Another method for reducing power consumption in asynchronous circuits – proposed by Prof. Alex Yakovlev at the University of Newcastle in England – is “energy modulated computing,” in which asynchronous logic uses the power available to it and adjusts the performance to meet that energy level. It’s a method that’s been used for ultra-low power cases, such as wireless sensor modes.
However, while asynchronous circuit designs are being used effectively in environments where low power consumption is needed, such as the Internet of Things and mobile applications, there are other use cases. “High-performance computing is also affected and dark silicon issues and causes the need to the radical paradigm change” Krstic wrote. “In this context there is a significant chance for the asynchronous logic design methods to address dark silicon problems.”

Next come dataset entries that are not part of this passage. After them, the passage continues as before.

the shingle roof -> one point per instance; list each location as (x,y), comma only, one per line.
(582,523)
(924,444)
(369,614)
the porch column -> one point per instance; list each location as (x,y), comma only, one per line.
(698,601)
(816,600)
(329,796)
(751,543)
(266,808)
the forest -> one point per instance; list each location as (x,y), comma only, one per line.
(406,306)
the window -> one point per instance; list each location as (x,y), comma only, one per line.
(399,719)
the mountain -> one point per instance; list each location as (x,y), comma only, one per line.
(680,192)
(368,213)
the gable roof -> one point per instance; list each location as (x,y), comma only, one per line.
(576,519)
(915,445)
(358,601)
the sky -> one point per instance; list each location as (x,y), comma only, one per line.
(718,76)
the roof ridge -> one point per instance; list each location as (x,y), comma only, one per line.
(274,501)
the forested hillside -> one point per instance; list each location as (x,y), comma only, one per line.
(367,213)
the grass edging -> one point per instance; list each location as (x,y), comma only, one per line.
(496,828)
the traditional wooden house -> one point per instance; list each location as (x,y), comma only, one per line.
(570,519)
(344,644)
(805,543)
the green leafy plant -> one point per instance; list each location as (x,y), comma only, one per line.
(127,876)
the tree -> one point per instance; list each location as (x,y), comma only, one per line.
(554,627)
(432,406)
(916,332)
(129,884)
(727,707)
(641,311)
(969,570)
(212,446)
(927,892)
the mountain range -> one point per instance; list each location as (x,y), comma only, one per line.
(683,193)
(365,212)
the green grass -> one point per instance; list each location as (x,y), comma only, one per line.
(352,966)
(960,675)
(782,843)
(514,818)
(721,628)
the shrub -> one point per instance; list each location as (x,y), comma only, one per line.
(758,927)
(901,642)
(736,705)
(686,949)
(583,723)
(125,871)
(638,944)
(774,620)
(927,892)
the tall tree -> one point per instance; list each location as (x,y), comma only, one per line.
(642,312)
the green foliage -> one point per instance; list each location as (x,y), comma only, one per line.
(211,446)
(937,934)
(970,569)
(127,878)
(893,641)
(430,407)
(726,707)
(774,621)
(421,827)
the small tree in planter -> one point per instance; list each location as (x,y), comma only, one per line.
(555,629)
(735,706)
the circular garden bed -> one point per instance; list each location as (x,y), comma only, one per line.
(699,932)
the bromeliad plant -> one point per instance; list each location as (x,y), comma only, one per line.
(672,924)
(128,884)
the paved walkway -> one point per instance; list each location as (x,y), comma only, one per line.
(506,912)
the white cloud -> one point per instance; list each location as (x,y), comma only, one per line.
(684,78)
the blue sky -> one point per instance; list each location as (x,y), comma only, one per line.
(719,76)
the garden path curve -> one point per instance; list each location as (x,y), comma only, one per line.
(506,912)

That includes being used with co-processors, which are more suitable for asynchronous designs than many-core processors. They can be optimized for power control and event-driven, and they don’t need to use a clock source. In addition, such low-power techniques as adaptive voltage scaling and power gating can more easily be incorporated into co-processor designs. Krstic pointed to a study showing that an asynchronous co-processor for Elliptic Curve Cryptography (ECC) consumes a third less power than a similar synchronous chip.
The use of ultra-low power techniques like Near Threshold Voltage Computing also can be used in co-processor designs in dark silicon chips to increase their performance or reduce power consumption.
“Since synchronous design style still has significant merits when it comes to the high performance, due to the maturity of the design tools and simpler control protocol, it is plausible to propose also the use of mixed-mode synchronous-asynchronous logic,” he wrote. “In the context of dark silicon the specific co-processors can be designed in such way that their pipelines can be, with control signal, turned into asynchronous (bundleddata) pipelines. This asynchronous mode of operation could be used in near threshold voltage mode to further reduce the power consumption of the system. In high-performance mode, the regular synchronous pipeline could be activated. The overhead of this technique could be limited to the additional control gates which can be in scaled technologies, with billions of gates available, tolerated in many applications.”
In addition, systems laden with dark silicon will find their way into interconnect environments, where the idea of “networks of chips” has been the focus of academic research but could find its way into commercial environments. The power consumption of switches using asynchronous logic could be reduced by 45% (in active operation phases) to 91% (in idle phases).